Included in the students’ itinerary were the Pentagon, the Capitol building, Arlington National Cemetery, the National Archives and several Smithsonian museums. Each stop conveyed a different part of American heritage and the foundation of liberty that pervades it.
Jessica Catlin, a junior political science major who plans to attend law school, said, “I loved being on the steps of the Supreme Court. It reminded me how close I am to entering that world, and encouraged me to keep preparing to make a difference there.”
For Joshua Barber, a junior theology major and history minor, visiting the capital city made the legacy of liberty come to life.
Barber said that visiting places like “the Lincoln Memorial, a monument to the exercise of liberty that we’ve been entrusted with; and the Holocaust Museum, which displays what happens when liberty is taken away, I was challenged to consider, ‘what are we going to do with our liberty?’”
Whether in the classroom or on the steps of the U.S. Capitol, these UMobile students are empowered through their education and Christian worldview to preserve the legacy of liberty in their future careers, homes and lifestyle.
Through visiting the monuments of the nation’s heritage, students were reminded that liberty itself is more than a monument – it is a movement that requires the devotion and active preservation by American citizens.
“I wanted to go because I cherish the liberty that I have, and I wanted to understand the responsibility we have as free men and women,” said Barber.
Students who participated in the course include:
Joshua Barber, a junior theology major from Decatur, Ala.
Alexis Barnard, a junior elementary education and history major from Santa Maria, Calif.
Walt Bedsole, a junior history major from Thomasville, Ala.
Kyle Bedwell, a junior history major from Mobile, Ala.
Jacob Brown, a senior history education major from Cullman, Ala.

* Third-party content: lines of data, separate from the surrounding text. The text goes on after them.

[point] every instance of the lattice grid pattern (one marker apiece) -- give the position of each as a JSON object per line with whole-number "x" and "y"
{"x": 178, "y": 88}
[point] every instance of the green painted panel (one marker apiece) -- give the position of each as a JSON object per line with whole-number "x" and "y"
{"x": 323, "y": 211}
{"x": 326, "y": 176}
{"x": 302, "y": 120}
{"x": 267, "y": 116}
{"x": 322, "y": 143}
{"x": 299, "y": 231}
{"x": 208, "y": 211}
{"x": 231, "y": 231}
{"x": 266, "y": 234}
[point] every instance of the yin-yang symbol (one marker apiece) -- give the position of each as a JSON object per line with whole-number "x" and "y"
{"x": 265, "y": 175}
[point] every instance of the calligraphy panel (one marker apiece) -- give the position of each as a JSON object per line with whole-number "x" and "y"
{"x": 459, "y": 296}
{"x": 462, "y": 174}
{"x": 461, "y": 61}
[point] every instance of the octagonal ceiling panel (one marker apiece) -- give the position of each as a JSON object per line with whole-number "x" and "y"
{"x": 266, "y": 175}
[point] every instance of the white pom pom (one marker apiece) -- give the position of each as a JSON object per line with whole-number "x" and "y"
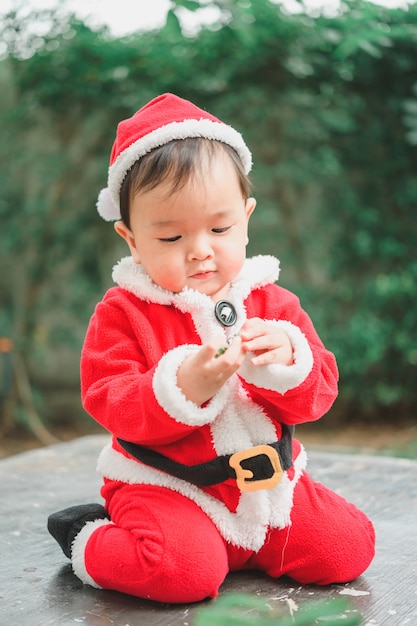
{"x": 106, "y": 207}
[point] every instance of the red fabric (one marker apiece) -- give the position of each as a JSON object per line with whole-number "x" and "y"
{"x": 163, "y": 547}
{"x": 159, "y": 112}
{"x": 125, "y": 341}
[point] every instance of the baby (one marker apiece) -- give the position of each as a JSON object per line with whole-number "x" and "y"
{"x": 200, "y": 366}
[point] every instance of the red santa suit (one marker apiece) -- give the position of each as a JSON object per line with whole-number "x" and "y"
{"x": 174, "y": 541}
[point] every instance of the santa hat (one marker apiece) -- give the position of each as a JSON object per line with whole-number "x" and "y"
{"x": 163, "y": 119}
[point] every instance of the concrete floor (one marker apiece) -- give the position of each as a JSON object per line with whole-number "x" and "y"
{"x": 38, "y": 588}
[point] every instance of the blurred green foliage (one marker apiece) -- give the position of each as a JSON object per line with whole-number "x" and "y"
{"x": 328, "y": 106}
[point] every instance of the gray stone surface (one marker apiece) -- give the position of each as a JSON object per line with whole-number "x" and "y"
{"x": 38, "y": 588}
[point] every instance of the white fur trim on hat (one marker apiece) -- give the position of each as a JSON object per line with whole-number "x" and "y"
{"x": 106, "y": 207}
{"x": 160, "y": 136}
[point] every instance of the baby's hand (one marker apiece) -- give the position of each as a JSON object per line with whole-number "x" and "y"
{"x": 268, "y": 342}
{"x": 204, "y": 373}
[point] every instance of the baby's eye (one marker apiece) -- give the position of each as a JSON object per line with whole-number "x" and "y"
{"x": 221, "y": 230}
{"x": 169, "y": 239}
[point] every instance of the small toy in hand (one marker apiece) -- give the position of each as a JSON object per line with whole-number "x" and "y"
{"x": 222, "y": 350}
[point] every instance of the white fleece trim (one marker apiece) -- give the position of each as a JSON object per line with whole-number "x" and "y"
{"x": 172, "y": 399}
{"x": 256, "y": 272}
{"x": 78, "y": 551}
{"x": 277, "y": 377}
{"x": 256, "y": 511}
{"x": 164, "y": 134}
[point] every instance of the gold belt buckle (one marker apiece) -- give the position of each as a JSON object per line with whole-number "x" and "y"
{"x": 242, "y": 474}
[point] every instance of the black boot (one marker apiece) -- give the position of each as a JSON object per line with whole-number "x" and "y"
{"x": 65, "y": 525}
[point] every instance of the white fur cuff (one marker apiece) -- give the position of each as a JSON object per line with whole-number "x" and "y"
{"x": 277, "y": 377}
{"x": 172, "y": 399}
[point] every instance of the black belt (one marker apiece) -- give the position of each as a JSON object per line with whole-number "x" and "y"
{"x": 260, "y": 467}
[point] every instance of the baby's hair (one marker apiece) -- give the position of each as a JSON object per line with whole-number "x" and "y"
{"x": 177, "y": 161}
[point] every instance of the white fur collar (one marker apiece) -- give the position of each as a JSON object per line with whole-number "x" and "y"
{"x": 257, "y": 272}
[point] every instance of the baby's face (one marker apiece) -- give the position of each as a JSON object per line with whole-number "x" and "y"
{"x": 195, "y": 237}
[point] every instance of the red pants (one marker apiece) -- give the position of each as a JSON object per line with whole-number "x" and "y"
{"x": 162, "y": 546}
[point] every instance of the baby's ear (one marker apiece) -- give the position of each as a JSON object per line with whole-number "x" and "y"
{"x": 126, "y": 234}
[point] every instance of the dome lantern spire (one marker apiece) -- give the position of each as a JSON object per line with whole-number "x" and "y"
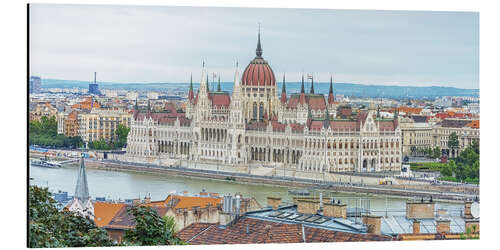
{"x": 258, "y": 51}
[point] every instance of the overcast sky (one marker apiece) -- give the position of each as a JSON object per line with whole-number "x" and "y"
{"x": 167, "y": 44}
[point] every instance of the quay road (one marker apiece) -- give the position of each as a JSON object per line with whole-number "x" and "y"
{"x": 282, "y": 181}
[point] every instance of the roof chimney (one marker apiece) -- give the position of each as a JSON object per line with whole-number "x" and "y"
{"x": 273, "y": 202}
{"x": 373, "y": 223}
{"x": 307, "y": 206}
{"x": 443, "y": 225}
{"x": 416, "y": 227}
{"x": 420, "y": 209}
{"x": 467, "y": 210}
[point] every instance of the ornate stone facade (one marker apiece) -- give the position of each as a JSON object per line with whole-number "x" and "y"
{"x": 253, "y": 126}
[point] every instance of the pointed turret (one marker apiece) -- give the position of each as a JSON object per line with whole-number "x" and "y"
{"x": 283, "y": 91}
{"x": 302, "y": 91}
{"x": 258, "y": 51}
{"x": 312, "y": 85}
{"x": 331, "y": 97}
{"x": 326, "y": 122}
{"x": 203, "y": 92}
{"x": 82, "y": 189}
{"x": 218, "y": 85}
{"x": 208, "y": 89}
{"x": 191, "y": 92}
{"x": 302, "y": 98}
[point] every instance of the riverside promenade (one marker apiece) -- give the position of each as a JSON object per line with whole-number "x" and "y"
{"x": 438, "y": 192}
{"x": 358, "y": 183}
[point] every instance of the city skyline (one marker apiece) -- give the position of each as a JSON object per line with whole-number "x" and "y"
{"x": 126, "y": 44}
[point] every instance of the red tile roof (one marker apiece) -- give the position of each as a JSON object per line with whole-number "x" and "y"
{"x": 344, "y": 126}
{"x": 315, "y": 125}
{"x": 105, "y": 211}
{"x": 220, "y": 99}
{"x": 187, "y": 202}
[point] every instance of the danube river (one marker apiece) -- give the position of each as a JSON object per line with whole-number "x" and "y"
{"x": 129, "y": 185}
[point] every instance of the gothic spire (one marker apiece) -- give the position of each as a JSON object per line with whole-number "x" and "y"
{"x": 258, "y": 51}
{"x": 218, "y": 85}
{"x": 208, "y": 90}
{"x": 331, "y": 85}
{"x": 82, "y": 188}
{"x": 302, "y": 87}
{"x": 191, "y": 83}
{"x": 331, "y": 98}
{"x": 191, "y": 93}
{"x": 326, "y": 123}
{"x": 312, "y": 84}
{"x": 283, "y": 91}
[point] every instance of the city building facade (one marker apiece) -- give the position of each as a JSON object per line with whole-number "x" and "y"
{"x": 258, "y": 125}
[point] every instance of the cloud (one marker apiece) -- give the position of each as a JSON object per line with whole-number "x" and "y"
{"x": 151, "y": 44}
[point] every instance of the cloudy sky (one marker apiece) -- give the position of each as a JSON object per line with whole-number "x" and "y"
{"x": 167, "y": 44}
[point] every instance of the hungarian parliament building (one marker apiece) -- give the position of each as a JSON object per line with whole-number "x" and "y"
{"x": 258, "y": 125}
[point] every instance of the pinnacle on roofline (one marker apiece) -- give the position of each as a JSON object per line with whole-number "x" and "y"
{"x": 258, "y": 51}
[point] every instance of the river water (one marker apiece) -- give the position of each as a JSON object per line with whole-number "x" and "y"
{"x": 129, "y": 185}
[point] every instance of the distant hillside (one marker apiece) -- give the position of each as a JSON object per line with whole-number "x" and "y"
{"x": 347, "y": 89}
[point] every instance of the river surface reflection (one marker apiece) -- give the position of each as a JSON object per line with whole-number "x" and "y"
{"x": 128, "y": 185}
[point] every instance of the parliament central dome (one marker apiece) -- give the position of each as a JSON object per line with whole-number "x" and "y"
{"x": 258, "y": 72}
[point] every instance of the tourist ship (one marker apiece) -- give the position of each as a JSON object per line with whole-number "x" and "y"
{"x": 43, "y": 162}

VanScott Cagle, a senior history major from Semmes, Ala.
Ashley Caples, a junior political science major from Mobile, Ala.
Jessica Catlin, a junior political science major from Sylvan Springs, Ala.
Sarah Decker, a junior political science major from Magnolia, Texas.
Magen Englett, a junior history major from Theodore, Ala.
Dale Garvin, a junior theology major from Semmes, Ala.
Joshua Hembree, a senior political science major from Mobile, Ala.
Tiffany Howard, a senior psychology and history major from Tibbie, Ala.
Jessica Hughes, a sophomore music and education major from Fairhope, Ala.
Emily Jackson, a sophomore history education major from Mobile, Ala.
Benjamin Kiser, a senior history major from Graham, Ala.
Ashlee Lassiter, a sophomore history education and musical theatre major from Prattville, Ala.
Colin Smith, a senior history education major from Mobile, Ala.
Matthew Whitacre, a senior marine science and history major from La Porte, Ind.
Victoria Wilson, a senior mathematics major from Semmes, Ala.